(Fragmento)
Pero
Kali, perfecta como una flor, ignoraba su perfección y, pura como el día, no
conocía su pureza.
Los
dioses celosos acecharon a Kali una noche de eclipse, en un cono de sombra, en
el rincón de un planeta cómplice. Fue decapitada por el rayo. En vez de sangre,
brotó un chorro de luz de su nuca cortada. Su cadáver, dividido en dos trozos y
arrojado al Abismo por los Genios, rodó hasta llegar al fondo de los Infiernos,
por donde se arrastran y sollozan aquellos que no han visto o han rechazado la
luz divina. Sopló un viento frío, condensó la claridad que se puso a caer del
cielo; una capa blanca se acumuló en la cumbre de las montañas, bajo unos
espacios estrellados donde empezaba a hacerse de noche. Los dioses-monstruos,
el dios-ganado, los dioses de múltiples brazos y múltiples piernas, semejantes
a unas ruedas que dan vueltas, huían a través de las tinieblas, cegados por sus
aureolas, y los Inmortales, despavoridos, se arrepintieron de su crimen.
Los
dioses contritos bajaron del Techo del Mundo hasta el abismo lleno de humo por
donde se arrastran los que existieron. Franquearon los nueve purgatorios;
pasaron por delante de los calabozos de barro y de hielo en donde los
fantasmas, roídos por el remordimiento, se arrepienten de las faltas que
cometieron, y por delante de las prisiones en llamas donde otros muertos,
atormentados por una codicia vana, lloran las faltas que no cometieron. Los
dioses se sorprendían al hallar en los hombres aquella imaginación infinita del
Mal, aquellos recursos y aquellas innumerables angustias del placer y del
pecado.

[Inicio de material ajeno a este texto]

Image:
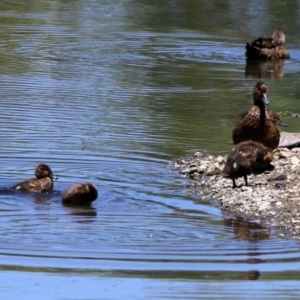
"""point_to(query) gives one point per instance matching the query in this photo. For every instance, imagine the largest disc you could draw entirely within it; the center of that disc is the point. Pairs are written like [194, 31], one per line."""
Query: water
[112, 93]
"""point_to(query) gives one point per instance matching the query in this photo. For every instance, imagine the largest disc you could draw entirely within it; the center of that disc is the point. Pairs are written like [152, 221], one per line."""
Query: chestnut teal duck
[242, 159]
[43, 183]
[268, 48]
[80, 194]
[257, 124]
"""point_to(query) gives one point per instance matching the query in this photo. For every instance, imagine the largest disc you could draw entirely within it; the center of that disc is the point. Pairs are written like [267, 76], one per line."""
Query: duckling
[268, 48]
[242, 159]
[80, 194]
[257, 124]
[43, 183]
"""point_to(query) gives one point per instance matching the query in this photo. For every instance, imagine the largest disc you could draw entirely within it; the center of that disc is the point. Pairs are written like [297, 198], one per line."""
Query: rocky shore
[272, 197]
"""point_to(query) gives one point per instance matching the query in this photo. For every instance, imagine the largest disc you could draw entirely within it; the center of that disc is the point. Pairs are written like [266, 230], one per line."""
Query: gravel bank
[272, 197]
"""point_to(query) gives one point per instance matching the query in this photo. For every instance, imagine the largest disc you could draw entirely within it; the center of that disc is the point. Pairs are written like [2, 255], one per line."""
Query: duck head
[42, 171]
[260, 94]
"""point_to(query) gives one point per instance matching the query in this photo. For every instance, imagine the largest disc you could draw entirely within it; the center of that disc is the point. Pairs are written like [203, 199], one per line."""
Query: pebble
[275, 203]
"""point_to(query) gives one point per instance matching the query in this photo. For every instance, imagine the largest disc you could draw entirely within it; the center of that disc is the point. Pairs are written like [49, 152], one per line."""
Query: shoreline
[272, 197]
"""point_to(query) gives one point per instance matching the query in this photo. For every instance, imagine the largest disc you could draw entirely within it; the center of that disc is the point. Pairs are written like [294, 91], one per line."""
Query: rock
[271, 197]
[289, 139]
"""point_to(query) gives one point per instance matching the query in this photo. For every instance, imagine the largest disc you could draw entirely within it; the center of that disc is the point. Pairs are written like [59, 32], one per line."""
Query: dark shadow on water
[247, 230]
[264, 68]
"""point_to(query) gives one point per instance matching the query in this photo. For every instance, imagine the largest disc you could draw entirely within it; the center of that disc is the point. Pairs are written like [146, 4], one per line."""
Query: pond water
[112, 92]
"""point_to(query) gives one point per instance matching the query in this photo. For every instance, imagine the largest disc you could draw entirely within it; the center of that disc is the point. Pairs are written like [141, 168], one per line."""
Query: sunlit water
[112, 93]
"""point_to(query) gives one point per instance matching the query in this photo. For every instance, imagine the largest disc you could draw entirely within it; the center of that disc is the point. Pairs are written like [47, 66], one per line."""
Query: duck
[242, 159]
[43, 183]
[258, 124]
[80, 194]
[268, 48]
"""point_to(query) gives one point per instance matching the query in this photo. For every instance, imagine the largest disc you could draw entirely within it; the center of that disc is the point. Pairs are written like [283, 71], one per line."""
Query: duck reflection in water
[43, 183]
[80, 194]
[264, 68]
[247, 230]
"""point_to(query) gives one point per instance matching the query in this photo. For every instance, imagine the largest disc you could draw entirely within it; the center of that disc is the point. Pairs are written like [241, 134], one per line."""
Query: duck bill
[54, 177]
[282, 124]
[265, 100]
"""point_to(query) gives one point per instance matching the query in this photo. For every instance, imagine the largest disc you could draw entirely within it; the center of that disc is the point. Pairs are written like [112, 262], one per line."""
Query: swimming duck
[268, 48]
[80, 194]
[242, 159]
[43, 183]
[257, 124]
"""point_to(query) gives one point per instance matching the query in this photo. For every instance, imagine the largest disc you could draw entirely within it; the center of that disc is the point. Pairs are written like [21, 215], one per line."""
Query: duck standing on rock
[257, 124]
[268, 48]
[242, 159]
[80, 194]
[43, 183]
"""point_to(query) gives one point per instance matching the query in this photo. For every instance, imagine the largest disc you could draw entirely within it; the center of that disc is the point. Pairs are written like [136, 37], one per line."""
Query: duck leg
[234, 184]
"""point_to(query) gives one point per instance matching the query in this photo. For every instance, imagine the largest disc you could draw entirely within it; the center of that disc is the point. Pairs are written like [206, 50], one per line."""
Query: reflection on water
[264, 68]
[112, 93]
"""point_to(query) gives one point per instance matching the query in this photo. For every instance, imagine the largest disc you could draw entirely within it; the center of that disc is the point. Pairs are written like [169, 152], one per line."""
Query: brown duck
[43, 183]
[268, 48]
[80, 194]
[257, 124]
[242, 159]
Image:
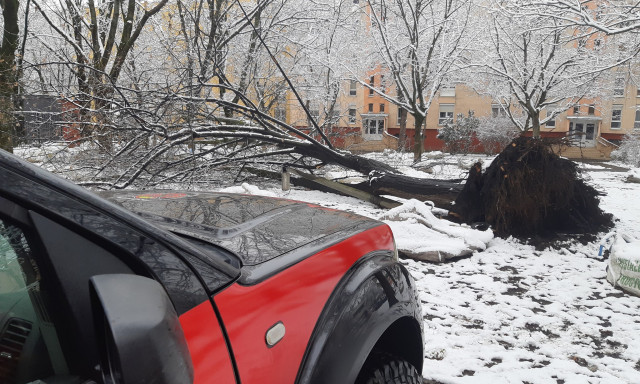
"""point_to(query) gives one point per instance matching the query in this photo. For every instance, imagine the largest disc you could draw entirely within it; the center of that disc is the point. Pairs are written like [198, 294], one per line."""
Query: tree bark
[8, 80]
[418, 145]
[440, 192]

Al fondo del osario, en un pantano, la cabeza de Kali sobrenadaba como
un loto, y sus largos y negros cabellos se extendían a su alrededor como raíces
flotantes.
Recogieron
piadosamente aquella hermosa cabeza exangüe y se pusieron a buscar el cuerpo
que la había llevado. Un cadáver decapitado yacía en la orilla. Lo cogieron,
colocaron la cabeza de Kali encima de aquellos hombros y reanimaron a la diosa.
Aquel
cuerpo pertenecía a una prostituta, ajusticiada por haber tratado de entorpecer
las meditaciones de un brahmán. Sin sangre, aquel cadáver parecía puro. La
diosa y la cortesana tenían ambas, en el muslo izquierdo, el mismo lunar.
Kali
no volvió, nenúfar de perfección, a sentarse en el trono del cielo de Indra. El
cuerpo, al que habían unido la cabeza divina, sentía nostalgia de los barrios
de mala fama, de las caricias prohibidas, de los cuartos en donde las
prostitutas meditan secretas orgías, acechan la llegada de los clientes a través
de las persianas verdes. Se convirtió en seductora de niños, incitadora de
ancianos, amante despótica de jóvenes, y las mujeres de la ciudad, abandonadas
por sus esposos y considerándose ya viudas, comparaban el cuerpo de Kali con
las llamas de la hoguera. Fue inmunda como una rata de alcantarillas y odiada
como la comadreja de los campos. Robó los corazones como si fueran un pedazo de
entraña expuesto en los escaparates de los casqueros. Las fortunas licuadas se pegaban
a sus manos como panales de miel. Sin descanso, de Benarés a Kapilavastu, de
Bangalore a Srinagar, el cuerpo de Kali arrastraba consigo la cabeza deshonrada
de la diosa, y sus ojos límpidos continuaban llorando.